Immediately following the bombing, Oklahoma City Fire Chief Gary Marrs implemented the Incident Command System (ICS). The Oklahoma City bombing was a proving ground for use of the ICS in a major event and ICS is now the mandatory structure in any incident being worked under the Federal Response Plan. The federal response is now known as the National Incident Management System.


James Lee Witt, Former Director, Federal Emergency Management Agency (FEMA), tells how federal, state, and local government agencies came together during the aftermath of the bombing. Witt arrived in Oklahoma City that evening.


Frank and Cathy Keating, former Oklahoma Governor and First Lady, discuss the leadership and cooperation of Oklahoma’s first responders. At 9:45 a.m. Governor Frank Keating sent all state nonemergency personnel home and made a verbal declaration of disaster.


Oklahoma City first responders had received training at the Emergency Management Institute in Emmitsburg, MD, and were well versed in the Incident Command System that provides multi-agency, coordinated response in the wake of a disaster.

Unified Response


Throughout the rescue and recovery efforts during the aftermath of the April 19, 1995, bombing, people from all walks of life, in many different professions came to help. That same day, rescue workers from Arizona, and as far away as New York began flooding into Oklahoma City to help.

Such an incident is so difficult to understand, but in Oklahoma City the response was not what might have been anticipated. Instead of filling people with fear, the reaction was one of pulling people together and helping each other. One journalist captured this when she said her first image of the Oklahoma City bombing was not of people running away from the building but running to the building to help each other.

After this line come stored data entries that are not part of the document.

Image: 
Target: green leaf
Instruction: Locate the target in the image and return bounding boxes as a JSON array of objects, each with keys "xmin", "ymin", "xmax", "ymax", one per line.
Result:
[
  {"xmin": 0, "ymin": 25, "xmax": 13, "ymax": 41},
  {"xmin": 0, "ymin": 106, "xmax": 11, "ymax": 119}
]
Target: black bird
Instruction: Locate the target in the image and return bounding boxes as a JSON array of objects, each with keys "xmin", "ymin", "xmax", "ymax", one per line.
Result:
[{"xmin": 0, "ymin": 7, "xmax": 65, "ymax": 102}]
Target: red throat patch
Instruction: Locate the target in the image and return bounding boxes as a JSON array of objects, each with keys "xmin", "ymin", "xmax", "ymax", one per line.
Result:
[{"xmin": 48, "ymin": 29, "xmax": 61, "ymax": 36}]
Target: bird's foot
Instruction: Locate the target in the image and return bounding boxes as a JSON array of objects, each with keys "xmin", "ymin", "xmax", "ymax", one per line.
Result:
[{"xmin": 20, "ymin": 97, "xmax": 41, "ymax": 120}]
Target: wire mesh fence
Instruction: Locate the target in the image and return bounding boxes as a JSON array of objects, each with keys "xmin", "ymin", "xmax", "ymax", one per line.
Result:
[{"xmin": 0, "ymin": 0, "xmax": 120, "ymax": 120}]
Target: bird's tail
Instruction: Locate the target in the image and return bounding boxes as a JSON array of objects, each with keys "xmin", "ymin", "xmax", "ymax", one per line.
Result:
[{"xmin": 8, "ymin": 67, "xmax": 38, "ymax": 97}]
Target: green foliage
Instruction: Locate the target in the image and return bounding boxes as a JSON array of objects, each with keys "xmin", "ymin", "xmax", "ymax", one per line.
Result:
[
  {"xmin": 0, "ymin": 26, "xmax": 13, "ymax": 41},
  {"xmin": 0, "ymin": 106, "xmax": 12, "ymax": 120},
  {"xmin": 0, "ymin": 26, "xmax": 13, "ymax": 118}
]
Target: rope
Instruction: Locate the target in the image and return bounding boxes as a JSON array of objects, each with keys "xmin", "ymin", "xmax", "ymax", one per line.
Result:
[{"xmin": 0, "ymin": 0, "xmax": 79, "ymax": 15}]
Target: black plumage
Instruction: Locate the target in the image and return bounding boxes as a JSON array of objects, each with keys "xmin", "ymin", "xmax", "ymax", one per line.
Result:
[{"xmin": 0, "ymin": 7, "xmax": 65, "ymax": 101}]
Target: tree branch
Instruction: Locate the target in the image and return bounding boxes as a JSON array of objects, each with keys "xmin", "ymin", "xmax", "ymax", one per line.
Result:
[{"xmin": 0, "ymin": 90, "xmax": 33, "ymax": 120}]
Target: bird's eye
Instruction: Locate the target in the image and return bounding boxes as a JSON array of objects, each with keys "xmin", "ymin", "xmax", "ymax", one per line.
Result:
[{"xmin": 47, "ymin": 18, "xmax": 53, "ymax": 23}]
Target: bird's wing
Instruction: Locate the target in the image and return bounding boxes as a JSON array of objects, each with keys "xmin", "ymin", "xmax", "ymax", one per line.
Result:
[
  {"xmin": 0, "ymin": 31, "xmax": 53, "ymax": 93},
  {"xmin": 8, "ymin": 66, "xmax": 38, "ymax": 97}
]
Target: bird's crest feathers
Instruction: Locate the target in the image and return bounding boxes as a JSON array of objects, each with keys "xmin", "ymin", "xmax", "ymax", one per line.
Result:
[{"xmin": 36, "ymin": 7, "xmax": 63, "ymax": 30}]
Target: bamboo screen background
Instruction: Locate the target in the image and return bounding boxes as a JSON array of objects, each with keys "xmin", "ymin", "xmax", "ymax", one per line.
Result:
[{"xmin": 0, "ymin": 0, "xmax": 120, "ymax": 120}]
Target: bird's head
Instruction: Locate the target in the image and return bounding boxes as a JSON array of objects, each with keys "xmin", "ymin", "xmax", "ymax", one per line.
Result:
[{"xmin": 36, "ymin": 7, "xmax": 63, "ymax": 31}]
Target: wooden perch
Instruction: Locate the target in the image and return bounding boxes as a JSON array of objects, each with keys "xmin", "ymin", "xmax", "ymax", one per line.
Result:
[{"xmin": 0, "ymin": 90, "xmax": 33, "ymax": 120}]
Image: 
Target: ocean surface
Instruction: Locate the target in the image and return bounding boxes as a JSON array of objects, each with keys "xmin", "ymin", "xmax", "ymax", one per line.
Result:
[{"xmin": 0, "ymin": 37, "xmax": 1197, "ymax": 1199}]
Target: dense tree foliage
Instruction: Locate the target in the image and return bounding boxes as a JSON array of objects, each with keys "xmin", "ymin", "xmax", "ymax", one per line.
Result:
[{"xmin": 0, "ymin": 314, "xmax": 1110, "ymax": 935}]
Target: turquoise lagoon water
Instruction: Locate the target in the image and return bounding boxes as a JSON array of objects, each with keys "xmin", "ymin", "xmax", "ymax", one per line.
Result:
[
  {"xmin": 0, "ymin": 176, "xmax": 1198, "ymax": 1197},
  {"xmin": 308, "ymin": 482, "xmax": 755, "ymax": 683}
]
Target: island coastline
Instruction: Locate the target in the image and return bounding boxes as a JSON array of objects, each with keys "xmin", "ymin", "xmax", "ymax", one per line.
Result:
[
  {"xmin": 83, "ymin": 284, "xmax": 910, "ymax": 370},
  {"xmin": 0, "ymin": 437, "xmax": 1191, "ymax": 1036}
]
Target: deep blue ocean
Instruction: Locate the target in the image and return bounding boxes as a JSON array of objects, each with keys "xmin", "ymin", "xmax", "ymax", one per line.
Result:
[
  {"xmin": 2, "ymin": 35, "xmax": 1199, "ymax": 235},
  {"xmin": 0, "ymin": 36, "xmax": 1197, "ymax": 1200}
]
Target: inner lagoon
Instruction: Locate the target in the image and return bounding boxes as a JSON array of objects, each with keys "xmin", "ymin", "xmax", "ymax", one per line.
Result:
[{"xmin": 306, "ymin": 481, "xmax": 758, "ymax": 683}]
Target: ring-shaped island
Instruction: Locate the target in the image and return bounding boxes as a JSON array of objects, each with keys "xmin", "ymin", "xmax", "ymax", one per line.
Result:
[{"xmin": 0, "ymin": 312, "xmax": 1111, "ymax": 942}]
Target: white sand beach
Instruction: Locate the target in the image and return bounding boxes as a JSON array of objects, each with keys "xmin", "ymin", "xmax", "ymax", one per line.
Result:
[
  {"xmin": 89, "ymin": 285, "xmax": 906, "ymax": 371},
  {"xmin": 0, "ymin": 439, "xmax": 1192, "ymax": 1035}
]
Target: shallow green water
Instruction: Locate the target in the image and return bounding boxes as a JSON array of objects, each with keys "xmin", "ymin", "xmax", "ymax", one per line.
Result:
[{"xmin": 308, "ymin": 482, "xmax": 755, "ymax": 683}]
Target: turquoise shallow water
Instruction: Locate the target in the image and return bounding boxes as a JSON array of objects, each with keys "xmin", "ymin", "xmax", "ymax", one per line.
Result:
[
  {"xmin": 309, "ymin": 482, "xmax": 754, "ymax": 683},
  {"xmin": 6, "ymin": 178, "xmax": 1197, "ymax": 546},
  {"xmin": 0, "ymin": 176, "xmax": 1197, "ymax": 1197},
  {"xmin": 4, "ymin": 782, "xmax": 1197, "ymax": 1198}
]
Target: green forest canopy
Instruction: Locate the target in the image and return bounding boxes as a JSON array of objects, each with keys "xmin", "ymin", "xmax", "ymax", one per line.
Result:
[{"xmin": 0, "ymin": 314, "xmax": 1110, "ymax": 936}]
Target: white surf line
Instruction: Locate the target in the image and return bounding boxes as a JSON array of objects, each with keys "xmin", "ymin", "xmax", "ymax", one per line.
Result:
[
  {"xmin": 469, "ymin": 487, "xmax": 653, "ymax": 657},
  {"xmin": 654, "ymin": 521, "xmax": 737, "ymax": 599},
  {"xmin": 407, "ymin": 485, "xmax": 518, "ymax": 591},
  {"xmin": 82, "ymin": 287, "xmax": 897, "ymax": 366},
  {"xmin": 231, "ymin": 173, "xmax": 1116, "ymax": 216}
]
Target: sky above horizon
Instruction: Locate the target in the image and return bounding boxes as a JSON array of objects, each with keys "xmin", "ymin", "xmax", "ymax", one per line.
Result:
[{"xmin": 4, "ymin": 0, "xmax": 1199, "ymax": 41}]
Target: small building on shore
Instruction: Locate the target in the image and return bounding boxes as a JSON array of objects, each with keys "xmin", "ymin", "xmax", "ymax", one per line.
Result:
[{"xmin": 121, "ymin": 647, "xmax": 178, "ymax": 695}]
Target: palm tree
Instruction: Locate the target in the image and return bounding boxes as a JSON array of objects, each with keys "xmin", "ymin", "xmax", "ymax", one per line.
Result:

This video illustrates the public’s overwhelming support of first responders. Public expressions of caring and concern were shown through mini-memorials that sprang up near the bomb site, the transition of a statewide Restaurant Association Show into food service for the first responders, and the recognition of the need for a family assistance center and the multi-roles it must play in providing information, comfort and psychological support. Public leaders also recognized the importance of providing mental health services to local school children and the need to hold a Memorial Service on the Sunday following the incident to allow for a time of public mourning.